Back in March I had an idea for a new manuscript. It was one of those moments several writers have experienced, just walking around and living life when the brain goes off on one of its semi-frequent divergent meanderings and BAM!, you stumble on one of those golden “What if” questions that sets off an avalanche of possibilities. Before long, you start to realize that, yes, there is a legitimately viable story idea coming together.
It was exciting to have something new come on so strong. I decided immediately I wanted to do it right. I was going to have tons of writing time available in the summer, so I gave the idea the rest of the spring to percolate. I filled the whiteboard in my office with comp titles coming from other books, movies, television shows, video games, and even podcasts. I began tapping idea fragments into a massive list on my phone. I sought out middle grade titles that felt similar to my idea in one way or another, to measure what the boundaries were for the story I was planning and figure out how I might be able to push them.
Once the work started, it came fast. I wrote chronologically with only a rough outline in my head, something I’ve never done before. When the draft was finished, I stepped away for a few weeks, giving my head some time to clear while waiting for feedback. When I got back to it, I powered through the revisions at a challenging pace with an approximate deadline in mind. There was a day or two of sweet relief when I finally reached that goal, but then I started feeling an itch….

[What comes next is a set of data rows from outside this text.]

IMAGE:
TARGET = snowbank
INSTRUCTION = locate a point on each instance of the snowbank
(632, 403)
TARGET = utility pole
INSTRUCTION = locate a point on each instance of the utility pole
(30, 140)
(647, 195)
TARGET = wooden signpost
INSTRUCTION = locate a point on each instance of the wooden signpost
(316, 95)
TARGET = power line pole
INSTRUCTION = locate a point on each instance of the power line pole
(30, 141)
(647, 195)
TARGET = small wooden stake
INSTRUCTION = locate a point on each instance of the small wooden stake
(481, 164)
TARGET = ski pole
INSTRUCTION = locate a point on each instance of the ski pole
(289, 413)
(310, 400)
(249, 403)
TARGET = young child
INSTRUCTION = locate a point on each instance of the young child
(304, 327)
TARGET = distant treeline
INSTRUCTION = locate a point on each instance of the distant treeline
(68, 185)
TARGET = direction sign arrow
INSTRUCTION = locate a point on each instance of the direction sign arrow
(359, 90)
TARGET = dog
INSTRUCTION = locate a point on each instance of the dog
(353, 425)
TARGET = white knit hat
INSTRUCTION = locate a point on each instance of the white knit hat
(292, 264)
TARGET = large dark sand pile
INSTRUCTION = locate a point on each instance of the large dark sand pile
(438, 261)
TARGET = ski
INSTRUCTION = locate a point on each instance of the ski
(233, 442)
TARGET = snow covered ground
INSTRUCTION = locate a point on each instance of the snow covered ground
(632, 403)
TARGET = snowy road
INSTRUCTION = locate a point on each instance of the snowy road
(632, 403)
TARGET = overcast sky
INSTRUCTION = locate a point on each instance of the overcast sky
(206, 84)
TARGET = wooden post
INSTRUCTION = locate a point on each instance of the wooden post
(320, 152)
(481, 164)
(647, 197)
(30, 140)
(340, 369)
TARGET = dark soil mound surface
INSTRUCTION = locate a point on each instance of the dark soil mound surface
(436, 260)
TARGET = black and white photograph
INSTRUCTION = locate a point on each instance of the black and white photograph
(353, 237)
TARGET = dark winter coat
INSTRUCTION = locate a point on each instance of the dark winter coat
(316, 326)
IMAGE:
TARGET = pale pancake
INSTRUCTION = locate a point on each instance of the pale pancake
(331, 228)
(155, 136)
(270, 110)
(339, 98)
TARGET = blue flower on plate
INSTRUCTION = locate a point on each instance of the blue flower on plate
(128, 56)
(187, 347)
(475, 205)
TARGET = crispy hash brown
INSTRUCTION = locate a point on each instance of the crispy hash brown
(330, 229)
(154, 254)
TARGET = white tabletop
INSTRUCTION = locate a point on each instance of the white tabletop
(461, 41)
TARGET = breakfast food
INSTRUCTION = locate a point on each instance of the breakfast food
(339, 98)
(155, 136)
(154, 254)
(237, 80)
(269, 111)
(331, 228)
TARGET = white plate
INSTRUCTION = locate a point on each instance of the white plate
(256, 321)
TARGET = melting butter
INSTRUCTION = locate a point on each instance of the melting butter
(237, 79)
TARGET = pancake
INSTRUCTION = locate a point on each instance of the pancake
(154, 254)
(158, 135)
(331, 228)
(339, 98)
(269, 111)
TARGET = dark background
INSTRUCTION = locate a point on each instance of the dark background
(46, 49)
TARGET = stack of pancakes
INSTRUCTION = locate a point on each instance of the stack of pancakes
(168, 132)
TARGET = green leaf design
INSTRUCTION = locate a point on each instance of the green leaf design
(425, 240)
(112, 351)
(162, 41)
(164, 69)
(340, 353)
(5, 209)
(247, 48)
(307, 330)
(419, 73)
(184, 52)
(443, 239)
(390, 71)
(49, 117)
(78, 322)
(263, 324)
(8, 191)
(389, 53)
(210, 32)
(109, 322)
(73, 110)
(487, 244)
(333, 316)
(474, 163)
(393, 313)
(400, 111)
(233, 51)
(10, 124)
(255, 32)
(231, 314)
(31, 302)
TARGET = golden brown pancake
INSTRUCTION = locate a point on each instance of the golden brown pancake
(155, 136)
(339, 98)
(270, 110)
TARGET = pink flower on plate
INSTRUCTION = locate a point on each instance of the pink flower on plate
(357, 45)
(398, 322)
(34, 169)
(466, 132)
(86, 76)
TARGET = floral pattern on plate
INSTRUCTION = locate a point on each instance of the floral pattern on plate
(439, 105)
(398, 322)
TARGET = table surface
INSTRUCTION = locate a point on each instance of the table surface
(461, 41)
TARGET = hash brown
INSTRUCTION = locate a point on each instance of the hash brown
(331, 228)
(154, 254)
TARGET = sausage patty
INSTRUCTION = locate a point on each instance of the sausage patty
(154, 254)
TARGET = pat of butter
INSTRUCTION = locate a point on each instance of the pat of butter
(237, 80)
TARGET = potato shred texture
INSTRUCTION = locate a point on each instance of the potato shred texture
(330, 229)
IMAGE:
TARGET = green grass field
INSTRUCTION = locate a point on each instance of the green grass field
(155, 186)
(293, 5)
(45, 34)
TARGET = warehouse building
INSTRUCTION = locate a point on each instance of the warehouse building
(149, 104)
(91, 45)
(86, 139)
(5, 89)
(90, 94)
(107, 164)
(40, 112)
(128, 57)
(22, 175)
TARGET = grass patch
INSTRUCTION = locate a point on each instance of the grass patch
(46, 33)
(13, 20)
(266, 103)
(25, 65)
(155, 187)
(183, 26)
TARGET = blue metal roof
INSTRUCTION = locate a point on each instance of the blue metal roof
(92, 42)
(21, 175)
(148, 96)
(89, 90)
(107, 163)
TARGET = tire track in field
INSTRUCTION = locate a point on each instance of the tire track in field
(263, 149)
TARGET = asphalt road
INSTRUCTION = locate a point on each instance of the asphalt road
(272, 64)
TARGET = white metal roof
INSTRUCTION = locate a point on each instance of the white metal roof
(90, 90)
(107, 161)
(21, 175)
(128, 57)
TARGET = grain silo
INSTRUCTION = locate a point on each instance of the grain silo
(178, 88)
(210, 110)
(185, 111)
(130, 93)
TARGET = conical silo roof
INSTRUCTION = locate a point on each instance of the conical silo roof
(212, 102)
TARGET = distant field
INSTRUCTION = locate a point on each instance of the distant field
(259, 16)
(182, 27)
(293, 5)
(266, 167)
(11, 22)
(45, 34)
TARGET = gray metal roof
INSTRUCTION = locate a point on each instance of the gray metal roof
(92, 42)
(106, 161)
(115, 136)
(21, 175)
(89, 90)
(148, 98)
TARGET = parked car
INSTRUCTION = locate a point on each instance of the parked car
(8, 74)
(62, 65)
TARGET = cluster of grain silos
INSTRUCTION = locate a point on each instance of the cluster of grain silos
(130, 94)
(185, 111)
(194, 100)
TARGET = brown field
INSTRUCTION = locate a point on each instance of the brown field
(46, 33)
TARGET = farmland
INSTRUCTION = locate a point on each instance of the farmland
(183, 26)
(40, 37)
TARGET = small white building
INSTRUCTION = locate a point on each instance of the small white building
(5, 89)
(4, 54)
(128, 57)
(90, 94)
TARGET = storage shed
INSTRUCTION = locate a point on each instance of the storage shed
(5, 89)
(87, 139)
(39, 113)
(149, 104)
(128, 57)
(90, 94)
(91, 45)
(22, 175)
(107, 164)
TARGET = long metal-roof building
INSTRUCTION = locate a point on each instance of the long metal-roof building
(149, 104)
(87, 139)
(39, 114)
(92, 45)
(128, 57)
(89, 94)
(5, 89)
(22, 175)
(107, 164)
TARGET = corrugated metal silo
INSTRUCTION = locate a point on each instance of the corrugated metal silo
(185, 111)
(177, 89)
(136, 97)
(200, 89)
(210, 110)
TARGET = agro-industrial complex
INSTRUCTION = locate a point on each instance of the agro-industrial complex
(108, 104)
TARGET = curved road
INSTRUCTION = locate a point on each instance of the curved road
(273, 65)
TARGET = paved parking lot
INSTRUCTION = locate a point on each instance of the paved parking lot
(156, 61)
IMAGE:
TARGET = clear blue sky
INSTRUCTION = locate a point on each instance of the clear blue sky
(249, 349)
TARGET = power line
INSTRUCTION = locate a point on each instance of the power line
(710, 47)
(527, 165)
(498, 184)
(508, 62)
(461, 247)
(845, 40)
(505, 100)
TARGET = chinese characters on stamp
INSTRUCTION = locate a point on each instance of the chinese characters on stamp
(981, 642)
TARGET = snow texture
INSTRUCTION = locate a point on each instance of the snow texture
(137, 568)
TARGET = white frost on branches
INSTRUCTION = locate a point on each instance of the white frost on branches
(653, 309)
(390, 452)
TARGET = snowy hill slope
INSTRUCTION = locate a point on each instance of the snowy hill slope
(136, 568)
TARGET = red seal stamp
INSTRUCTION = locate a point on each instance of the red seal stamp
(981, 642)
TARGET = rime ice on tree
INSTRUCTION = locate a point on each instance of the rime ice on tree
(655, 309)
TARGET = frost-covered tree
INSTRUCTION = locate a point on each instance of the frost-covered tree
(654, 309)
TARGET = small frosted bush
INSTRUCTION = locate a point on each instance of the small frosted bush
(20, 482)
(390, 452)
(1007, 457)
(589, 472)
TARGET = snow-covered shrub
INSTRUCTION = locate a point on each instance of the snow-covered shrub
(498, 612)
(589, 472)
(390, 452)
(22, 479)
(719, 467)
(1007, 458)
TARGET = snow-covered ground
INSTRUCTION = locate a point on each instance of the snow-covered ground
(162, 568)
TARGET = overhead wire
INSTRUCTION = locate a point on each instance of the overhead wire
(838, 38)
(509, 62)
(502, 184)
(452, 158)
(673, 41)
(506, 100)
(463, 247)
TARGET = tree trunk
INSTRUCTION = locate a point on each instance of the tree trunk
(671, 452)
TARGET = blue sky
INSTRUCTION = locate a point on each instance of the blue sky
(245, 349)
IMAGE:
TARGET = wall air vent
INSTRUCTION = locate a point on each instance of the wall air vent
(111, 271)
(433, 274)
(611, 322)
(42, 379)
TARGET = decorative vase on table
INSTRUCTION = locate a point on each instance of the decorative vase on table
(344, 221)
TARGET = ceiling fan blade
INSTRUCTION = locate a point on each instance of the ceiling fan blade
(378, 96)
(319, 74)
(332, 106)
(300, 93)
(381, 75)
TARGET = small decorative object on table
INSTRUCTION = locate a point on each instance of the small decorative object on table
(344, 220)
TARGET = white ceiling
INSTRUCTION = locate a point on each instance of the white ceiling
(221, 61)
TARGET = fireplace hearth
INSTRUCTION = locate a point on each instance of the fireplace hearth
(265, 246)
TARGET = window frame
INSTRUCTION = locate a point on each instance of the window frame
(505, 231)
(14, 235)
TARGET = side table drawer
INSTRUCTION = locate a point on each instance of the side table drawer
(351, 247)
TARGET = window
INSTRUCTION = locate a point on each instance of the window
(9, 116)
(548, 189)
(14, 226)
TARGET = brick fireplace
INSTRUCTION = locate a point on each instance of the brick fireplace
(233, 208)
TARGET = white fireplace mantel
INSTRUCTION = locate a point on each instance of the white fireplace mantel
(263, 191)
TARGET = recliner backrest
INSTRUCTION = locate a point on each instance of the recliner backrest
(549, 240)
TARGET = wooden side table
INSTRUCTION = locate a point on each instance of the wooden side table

I knew NaNoWrimo 2017 would be starting in less than a week. I've been a semi-regular participant over time, but have sat out the past two years due to other writing projects and different commitments. I thought about giving it a try this year, and came up with a number of reasons why it seemed like a good idea: I’ve always enjoyed participating; it would be an amazing feather in my cap if I could lay claim to drafting two complete manuscripts inside of the same calendar year; I had been hit with another idea — not exactly a new idea but one from the vault I wanted to try someday, and the time was feeling right. Since I thought it could be at least a few weeks until I was in a position to do any other revisions on the new manuscript, I decided to sign up.
The thing was, as much as I love this new idea, there is little reason for me to think it will ever see the light of day. I’m a writer of middle grade fiction. This new project would be a memoir, based around one particular area of my life, and not really directed at a middle grade audience. I have no nonfiction platform in this area, so as far as publishing aspirations go, it seems like it’d be a tremendous long shot. Really the only reason I would have for taking on this project is because I want to write it so much.
I felt just as passionate about my middle grade story earlier in the year when I was working on it. The big difference is I wrote that knowing it had a decent chance of eventually being ready for submission, and hopefully would get as far as publication someday. This new one might end up only being something for me and, hopefully, friends and family to enjoy.
It has me thinking:
*Why do we write?
*Is it for the love of it?
*Do we let goals dictate or influence which projects we commit to?
*Would we still throw ourselves into the work as completely, even if we knew nobody else would ever read it?
*What benefits are there for jumping outside of the box and exploring new areas, just for the sake of exploring?
Not everyone would have the same answers to these questions. Maybe it’s not such a bad thing to occasionally consider the reasons we have for choosing this life. It might reveal something about our choices, or it could provide us with a renewed focus.
All I know is that right now, with literally hours until NaNoWriMo begins, I’m looking forward to whatever self-discovery comes along with this new project, both personally and from the perspective of pure writing. I think it’s going to be a good month.
To anyone else out there about to take on NaNo this year, or just entering a new stage of a current work-in-progress, I’d encourage you to reflect on it. You might discover some interesting things.